ムンプス難聴

概要

ムンプス難聴は流行性耳下腺炎(ムンプス、いわゆるおたふくかぜ)ウイルス感染により発症する突発性の感音難聴である。多くは片側性で、発症後の聴力回復はほとんど期待できない。小児に多く、予防にはワクチン接種が重要となる。

要点

  • ムンプスウイルス感染による急性発症の感音難聴
  • 片側性が多く、重篤な聴力障害を残す
  • 予防はワクチン接種が有効

病態・原因

ムンプスウイルスが内耳や蝸牛神経に直接感染・障害を与えることで発症する。ウイルス血症や免疫反応も関与し、特に小児に多い。リスク因子はワクチン未接種や集団生活などが挙げられる。

主症状・身体所見

突然の片側性難聴が主症状で、耳鳴やめまいを伴うこともある。
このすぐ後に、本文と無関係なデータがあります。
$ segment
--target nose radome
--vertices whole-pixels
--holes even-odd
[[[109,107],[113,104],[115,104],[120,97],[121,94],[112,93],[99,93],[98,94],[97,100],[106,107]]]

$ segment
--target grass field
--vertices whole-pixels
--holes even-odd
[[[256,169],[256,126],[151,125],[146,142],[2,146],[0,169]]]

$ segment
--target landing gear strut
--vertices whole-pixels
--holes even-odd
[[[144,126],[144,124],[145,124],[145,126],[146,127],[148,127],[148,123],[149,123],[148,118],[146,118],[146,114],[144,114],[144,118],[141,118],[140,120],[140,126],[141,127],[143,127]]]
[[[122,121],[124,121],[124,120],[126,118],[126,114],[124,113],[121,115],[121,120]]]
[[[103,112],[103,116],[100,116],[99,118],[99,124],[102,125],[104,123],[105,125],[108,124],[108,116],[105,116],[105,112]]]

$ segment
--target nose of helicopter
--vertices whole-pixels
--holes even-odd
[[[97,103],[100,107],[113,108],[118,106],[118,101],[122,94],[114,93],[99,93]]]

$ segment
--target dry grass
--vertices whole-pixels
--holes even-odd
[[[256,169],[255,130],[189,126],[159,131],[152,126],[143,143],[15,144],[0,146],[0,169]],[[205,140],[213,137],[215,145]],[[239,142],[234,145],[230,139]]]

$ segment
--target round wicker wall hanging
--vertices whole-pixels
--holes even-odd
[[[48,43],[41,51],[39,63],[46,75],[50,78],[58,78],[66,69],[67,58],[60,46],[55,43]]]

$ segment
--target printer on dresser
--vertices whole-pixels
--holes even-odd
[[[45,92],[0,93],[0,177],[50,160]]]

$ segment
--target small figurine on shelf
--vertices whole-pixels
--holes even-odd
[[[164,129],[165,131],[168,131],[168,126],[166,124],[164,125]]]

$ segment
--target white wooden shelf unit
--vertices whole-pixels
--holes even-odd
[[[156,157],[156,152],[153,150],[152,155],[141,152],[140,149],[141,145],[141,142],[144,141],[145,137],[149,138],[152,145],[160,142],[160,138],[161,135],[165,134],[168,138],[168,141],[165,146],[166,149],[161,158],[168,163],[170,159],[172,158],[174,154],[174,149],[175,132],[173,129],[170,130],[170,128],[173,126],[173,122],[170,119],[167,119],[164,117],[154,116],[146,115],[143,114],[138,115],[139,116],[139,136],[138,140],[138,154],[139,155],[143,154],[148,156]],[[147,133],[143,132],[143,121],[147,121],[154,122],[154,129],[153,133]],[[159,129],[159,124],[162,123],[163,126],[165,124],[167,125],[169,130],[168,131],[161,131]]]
耳痛や発熱、耳下腺腫脹などムンプス本体の症状を伴う場合もある。難聴は高度で不可逆的なことが多い。

検査・診断

検査所見補足
純音聴力検査感音難聴型(高度)片側性が多い
ABR(聴性脳幹反応)波形消失や著明な遅延聴神経・内耳障害を示唆
血清ムンプス抗体抗体価上昇急性感染の証明に有用

診断は急性発症の高度感音難聴とムンプス感染の既往・抗体価上昇により行う。画像検査(MRI)は他の病因除外目的で施行することもある。

治療

  • 第一選択:特異的治療は存在しない(対症療法のみ)
  • 補助療法:ステロイド投与やビタミン剤(効果は限定的)
  • 注意点:早期治療でも聴力回復はほぼ期待できず、予防が最重要

鑑別・比較

疾患見分けるキーポイント検査差異
突発性難聴ウイルス感染既往の有無ムンプス抗体価上昇なし
騒音性難聴騒音曝露歴音響外傷の既往
老人性難聴高齢で徐々に進行両側性・加齢による変化

補足事項

ムンプス難聴は日本ではワクチン定期接種化が遅れており、発生頻度が高い。早期発見・補聴器・人工内耳などリハビリテーションが重要。社会的影響も大きいため啓発活動が求められる。